You see, ‘za in America isn’t one particular pie. Pizza has evolved in its journey around the nation, with a number of distinct styles to explore.
There’s Chicago’s deep dish variety, which is a sauce-topped, girth-laden version of the meal, that resembles a piece of birthday cake in its sliced shape. There’s the Western New York pie, which is a thick, doughy pizza, often cooked in rectangle shapes and adorned with small, crispy pepperonis.
There’s even the “Vinnie Pie” – a messy and gluttonous homage to grease and cheese that you can only find in Pittsburgh, Pennsylvania, but is worth the experience. (Just bring some Pepto Bismol with you).
After I’m gone, I just hope the kids remember me as the guy who always brought the Vinnie Pie home on Friday night. 🍕❣️ pic.twitter.com/McCazIEw5l
— John Fetterman (@JohnFetterman) January 29, 2021
But, sitting atop the American pizza throne has long been New York City, where the pizza is hot, foldable, unavoidable, and delicious.
This year, however, there’s some serious controversy baking to the east of The Big Apple.
The Garden State just nabbed the title for the best pizza in the country.
New Jersey upstaged New York on Food & Wine’s list of best “pizza states” in America.
“New Jersey is the best place to eat pizza in the country right now.
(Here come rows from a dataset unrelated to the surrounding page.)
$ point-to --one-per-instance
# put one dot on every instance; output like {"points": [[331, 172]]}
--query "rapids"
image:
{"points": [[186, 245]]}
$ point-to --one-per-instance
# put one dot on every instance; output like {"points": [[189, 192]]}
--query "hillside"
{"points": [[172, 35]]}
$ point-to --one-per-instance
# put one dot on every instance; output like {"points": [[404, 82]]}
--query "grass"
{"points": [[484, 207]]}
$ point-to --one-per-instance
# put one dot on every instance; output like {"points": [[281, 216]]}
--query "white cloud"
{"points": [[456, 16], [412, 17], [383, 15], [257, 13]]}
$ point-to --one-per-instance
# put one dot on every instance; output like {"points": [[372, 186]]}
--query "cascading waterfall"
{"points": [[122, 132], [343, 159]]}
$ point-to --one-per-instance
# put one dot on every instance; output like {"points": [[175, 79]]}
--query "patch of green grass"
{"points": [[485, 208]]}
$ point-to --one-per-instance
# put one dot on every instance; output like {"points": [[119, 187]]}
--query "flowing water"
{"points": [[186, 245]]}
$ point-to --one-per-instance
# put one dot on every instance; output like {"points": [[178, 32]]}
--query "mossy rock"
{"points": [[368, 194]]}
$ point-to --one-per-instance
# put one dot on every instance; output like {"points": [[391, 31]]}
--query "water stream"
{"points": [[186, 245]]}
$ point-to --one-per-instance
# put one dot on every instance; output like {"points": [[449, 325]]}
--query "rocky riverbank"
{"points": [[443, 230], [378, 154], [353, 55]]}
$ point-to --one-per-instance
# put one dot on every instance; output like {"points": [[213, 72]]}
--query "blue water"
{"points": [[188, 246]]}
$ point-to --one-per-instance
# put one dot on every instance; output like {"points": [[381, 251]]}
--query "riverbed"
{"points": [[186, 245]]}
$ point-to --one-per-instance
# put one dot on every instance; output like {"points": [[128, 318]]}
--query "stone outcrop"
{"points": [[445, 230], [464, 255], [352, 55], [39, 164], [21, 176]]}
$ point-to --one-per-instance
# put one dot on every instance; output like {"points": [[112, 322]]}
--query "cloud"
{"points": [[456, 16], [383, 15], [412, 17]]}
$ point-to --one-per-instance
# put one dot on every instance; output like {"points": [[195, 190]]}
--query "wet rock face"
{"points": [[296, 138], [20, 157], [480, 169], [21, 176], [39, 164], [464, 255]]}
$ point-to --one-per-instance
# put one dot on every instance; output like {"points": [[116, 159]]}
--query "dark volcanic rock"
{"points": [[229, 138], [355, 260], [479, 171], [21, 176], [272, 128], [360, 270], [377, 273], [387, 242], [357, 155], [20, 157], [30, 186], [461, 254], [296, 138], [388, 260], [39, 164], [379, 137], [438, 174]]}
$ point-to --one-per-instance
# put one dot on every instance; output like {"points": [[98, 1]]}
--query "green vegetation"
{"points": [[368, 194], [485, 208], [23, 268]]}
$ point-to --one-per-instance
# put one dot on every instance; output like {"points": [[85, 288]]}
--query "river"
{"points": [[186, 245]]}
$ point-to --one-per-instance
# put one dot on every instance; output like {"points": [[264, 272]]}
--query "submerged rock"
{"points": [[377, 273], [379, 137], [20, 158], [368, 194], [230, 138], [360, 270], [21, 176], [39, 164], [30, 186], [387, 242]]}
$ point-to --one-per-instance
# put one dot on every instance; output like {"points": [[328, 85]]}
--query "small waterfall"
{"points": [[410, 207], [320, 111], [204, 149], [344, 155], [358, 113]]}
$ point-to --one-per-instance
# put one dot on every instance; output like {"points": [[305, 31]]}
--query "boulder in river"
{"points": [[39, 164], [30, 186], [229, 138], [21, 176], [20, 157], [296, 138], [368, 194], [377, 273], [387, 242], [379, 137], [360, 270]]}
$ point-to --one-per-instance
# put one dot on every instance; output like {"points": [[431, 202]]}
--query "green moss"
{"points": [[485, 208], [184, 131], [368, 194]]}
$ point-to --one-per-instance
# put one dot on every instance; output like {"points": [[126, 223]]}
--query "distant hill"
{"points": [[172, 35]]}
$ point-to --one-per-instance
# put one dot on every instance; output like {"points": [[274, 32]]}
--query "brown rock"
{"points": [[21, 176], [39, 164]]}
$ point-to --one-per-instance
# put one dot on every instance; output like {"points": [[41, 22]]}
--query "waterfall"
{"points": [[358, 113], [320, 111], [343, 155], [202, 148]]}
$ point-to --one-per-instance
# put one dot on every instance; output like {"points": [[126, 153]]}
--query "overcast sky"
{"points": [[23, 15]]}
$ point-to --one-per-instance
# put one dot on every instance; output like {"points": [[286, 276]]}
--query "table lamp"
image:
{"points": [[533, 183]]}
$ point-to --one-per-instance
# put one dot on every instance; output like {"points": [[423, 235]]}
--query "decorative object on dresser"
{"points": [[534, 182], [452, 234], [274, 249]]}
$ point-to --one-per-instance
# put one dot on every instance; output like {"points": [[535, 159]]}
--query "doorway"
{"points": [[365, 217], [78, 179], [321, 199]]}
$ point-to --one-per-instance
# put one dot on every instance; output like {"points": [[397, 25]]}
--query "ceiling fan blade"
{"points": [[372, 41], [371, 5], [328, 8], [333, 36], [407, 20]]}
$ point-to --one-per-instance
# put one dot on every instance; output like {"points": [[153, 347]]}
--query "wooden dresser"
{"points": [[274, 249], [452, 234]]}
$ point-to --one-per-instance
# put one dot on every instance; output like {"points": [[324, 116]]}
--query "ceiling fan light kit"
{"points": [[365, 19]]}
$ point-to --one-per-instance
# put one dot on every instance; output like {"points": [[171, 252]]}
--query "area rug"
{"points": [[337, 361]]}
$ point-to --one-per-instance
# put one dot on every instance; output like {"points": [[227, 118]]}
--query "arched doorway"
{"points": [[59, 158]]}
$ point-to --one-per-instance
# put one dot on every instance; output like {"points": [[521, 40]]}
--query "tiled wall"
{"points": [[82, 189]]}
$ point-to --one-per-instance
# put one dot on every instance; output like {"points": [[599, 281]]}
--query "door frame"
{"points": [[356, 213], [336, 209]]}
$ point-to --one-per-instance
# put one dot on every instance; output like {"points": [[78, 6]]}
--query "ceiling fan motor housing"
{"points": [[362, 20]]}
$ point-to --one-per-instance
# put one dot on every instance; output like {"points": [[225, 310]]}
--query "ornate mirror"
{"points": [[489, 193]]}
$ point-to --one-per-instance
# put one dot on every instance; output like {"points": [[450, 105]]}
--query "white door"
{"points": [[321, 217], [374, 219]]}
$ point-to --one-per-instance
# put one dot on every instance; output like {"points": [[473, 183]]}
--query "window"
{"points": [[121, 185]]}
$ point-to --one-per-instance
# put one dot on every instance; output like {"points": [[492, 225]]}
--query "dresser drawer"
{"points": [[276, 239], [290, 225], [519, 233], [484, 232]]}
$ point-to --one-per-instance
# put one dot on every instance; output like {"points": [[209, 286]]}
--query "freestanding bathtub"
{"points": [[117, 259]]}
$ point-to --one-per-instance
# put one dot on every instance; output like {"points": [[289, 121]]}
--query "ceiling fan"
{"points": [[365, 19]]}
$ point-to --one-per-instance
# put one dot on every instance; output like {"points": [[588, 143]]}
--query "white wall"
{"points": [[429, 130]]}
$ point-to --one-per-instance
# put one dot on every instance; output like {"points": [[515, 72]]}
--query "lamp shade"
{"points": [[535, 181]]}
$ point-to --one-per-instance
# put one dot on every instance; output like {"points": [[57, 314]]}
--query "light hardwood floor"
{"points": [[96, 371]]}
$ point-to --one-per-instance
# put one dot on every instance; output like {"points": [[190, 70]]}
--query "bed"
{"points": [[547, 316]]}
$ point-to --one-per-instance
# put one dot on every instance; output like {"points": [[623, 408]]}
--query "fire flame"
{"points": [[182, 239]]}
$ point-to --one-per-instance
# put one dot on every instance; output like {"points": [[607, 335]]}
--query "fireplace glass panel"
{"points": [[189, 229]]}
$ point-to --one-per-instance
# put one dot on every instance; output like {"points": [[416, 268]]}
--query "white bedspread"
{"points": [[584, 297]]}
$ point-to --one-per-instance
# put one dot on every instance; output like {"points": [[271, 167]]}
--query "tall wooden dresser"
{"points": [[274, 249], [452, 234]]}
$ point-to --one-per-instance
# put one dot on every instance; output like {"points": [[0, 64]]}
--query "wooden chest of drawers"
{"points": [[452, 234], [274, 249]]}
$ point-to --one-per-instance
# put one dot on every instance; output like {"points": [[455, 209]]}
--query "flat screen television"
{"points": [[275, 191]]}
The state is one in an elite group remaining true to their heritage, through long periods of time when others were too busy crashing ahead into the future to care about theirs,” Food & Wine senior editor David Landsel reported in his ranking published earlier this week.
And you’re not going to guess who #2 was…
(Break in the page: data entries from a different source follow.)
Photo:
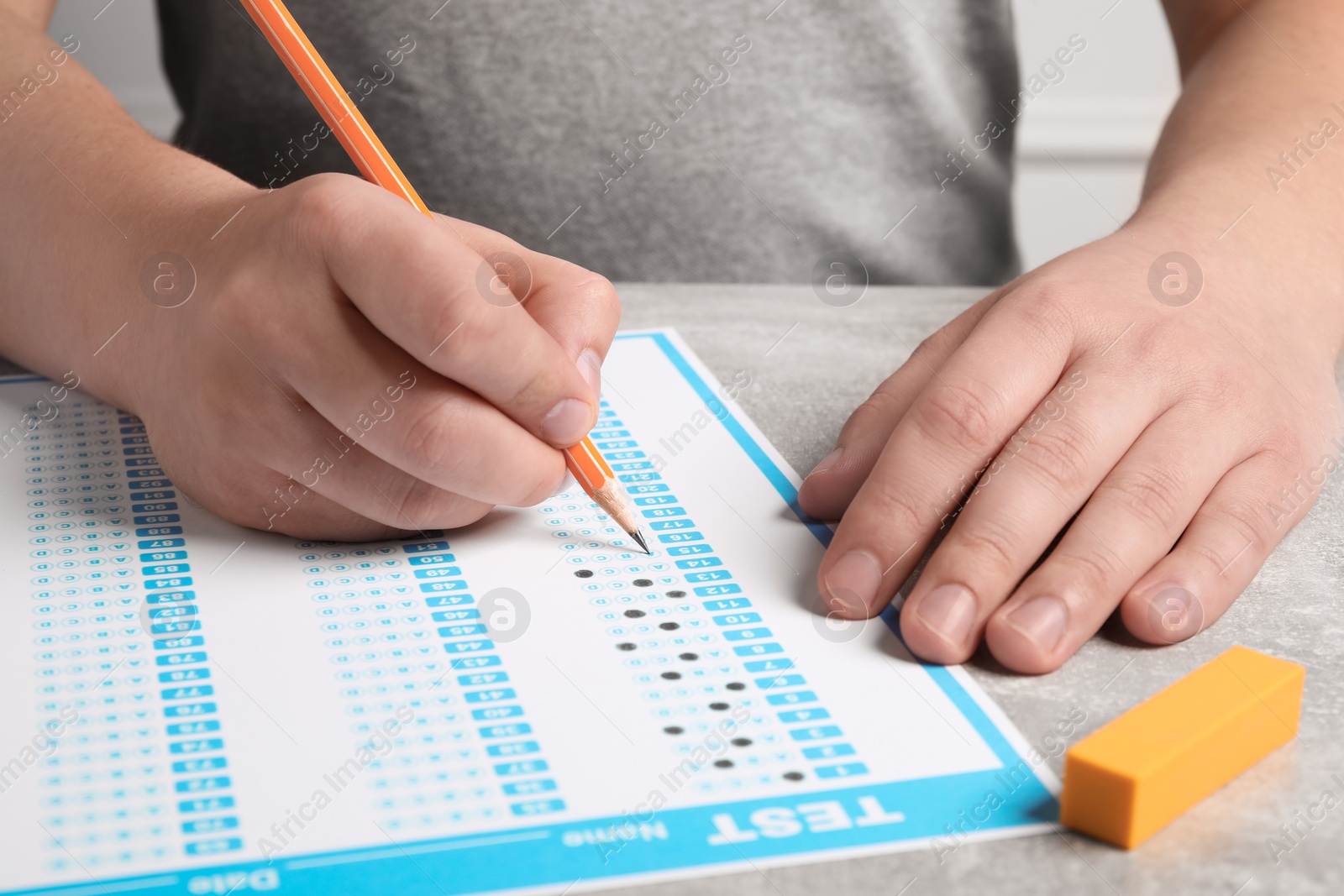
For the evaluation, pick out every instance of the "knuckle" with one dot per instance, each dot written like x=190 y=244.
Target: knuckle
x=1061 y=456
x=897 y=513
x=956 y=417
x=1046 y=311
x=322 y=202
x=1151 y=493
x=877 y=411
x=1214 y=391
x=1092 y=570
x=1242 y=519
x=434 y=439
x=991 y=544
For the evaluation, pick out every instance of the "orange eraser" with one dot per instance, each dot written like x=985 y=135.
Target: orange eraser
x=1131 y=778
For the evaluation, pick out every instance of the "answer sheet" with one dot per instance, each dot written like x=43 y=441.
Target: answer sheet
x=526 y=705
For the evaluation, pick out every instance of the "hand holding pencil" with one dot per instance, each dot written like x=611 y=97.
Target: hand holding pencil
x=376 y=164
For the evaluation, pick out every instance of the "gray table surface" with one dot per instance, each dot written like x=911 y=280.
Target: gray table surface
x=811 y=364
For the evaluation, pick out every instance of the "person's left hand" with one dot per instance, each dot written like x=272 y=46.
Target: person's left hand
x=1075 y=390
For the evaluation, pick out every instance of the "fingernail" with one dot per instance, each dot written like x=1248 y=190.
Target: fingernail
x=827 y=463
x=1041 y=621
x=591 y=365
x=568 y=422
x=949 y=611
x=853 y=584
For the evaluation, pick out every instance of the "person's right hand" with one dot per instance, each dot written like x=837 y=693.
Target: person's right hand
x=349 y=369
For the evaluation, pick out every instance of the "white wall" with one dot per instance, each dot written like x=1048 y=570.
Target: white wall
x=1082 y=143
x=118 y=42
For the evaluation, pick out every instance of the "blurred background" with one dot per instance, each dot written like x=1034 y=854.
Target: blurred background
x=1082 y=144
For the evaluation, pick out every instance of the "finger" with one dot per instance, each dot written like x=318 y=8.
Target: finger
x=1129 y=524
x=578 y=308
x=420 y=422
x=291 y=511
x=370 y=488
x=421 y=288
x=961 y=418
x=1231 y=535
x=1021 y=501
x=832 y=484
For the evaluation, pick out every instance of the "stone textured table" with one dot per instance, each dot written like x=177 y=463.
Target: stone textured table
x=810 y=365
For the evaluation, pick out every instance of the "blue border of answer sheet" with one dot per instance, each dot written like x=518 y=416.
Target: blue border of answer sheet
x=562 y=855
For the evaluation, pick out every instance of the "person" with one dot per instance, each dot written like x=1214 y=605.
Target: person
x=1155 y=410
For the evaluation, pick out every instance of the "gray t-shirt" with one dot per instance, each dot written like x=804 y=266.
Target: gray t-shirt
x=706 y=140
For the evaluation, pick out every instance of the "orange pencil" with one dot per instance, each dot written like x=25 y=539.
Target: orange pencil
x=376 y=164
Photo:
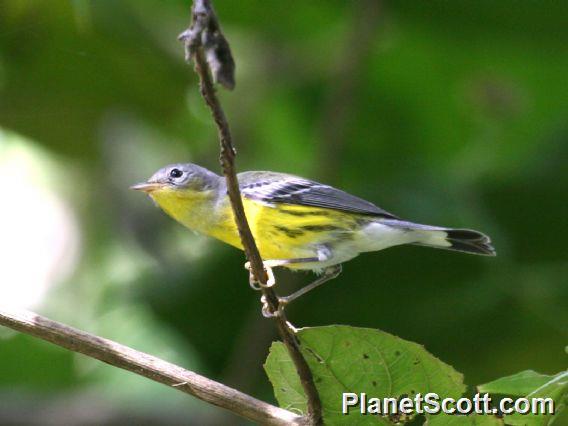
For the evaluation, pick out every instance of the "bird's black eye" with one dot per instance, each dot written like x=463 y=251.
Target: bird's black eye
x=175 y=173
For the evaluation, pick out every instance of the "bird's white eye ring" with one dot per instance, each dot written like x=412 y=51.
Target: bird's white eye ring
x=176 y=173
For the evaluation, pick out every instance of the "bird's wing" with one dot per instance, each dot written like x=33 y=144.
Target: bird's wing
x=271 y=187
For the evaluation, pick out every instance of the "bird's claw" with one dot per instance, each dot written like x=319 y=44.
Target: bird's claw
x=267 y=312
x=254 y=283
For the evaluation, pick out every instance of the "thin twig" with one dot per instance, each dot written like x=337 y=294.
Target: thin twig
x=202 y=18
x=147 y=366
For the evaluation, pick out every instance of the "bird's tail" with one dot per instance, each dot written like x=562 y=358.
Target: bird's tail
x=465 y=240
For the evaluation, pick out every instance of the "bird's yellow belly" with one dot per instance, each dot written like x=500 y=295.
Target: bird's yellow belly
x=285 y=231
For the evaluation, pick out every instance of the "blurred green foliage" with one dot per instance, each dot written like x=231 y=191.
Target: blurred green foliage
x=449 y=113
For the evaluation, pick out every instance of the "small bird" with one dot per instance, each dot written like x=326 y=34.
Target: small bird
x=297 y=223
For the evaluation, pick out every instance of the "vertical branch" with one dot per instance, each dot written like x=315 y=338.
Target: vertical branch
x=209 y=49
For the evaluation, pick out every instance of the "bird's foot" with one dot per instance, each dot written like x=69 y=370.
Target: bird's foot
x=268 y=265
x=267 y=312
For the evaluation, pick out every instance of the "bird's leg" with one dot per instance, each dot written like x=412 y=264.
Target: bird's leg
x=273 y=263
x=329 y=273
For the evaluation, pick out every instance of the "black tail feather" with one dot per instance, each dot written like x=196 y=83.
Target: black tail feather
x=469 y=241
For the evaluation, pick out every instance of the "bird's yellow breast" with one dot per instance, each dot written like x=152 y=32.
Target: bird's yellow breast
x=282 y=231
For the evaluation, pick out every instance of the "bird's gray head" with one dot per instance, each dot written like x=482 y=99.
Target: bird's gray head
x=180 y=176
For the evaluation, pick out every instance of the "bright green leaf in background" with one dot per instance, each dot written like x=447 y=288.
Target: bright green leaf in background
x=530 y=384
x=349 y=359
x=362 y=360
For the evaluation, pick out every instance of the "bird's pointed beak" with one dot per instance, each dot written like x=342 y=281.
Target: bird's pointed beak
x=146 y=186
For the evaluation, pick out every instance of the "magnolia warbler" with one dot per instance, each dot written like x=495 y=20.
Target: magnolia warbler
x=297 y=223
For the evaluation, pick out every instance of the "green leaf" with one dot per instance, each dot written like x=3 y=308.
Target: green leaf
x=519 y=384
x=359 y=360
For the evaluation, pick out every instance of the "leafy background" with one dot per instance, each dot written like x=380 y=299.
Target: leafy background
x=450 y=113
Nabbing the No. 2 spot on the list of doughy supremacy is Connecticut. New Haven, known for its coal-fired pizza, has become a tourist destination for its thin-crust, well-done, crispy pies with more sauce than cheese at institutions like Frank Pepe Pizzeria Napoletana and nearby Sally’s Apizza, founded in 1930.
The Empire State rounded out the top three, but you had better believe that New Yorkers won’t soon fuhgeddaboutit.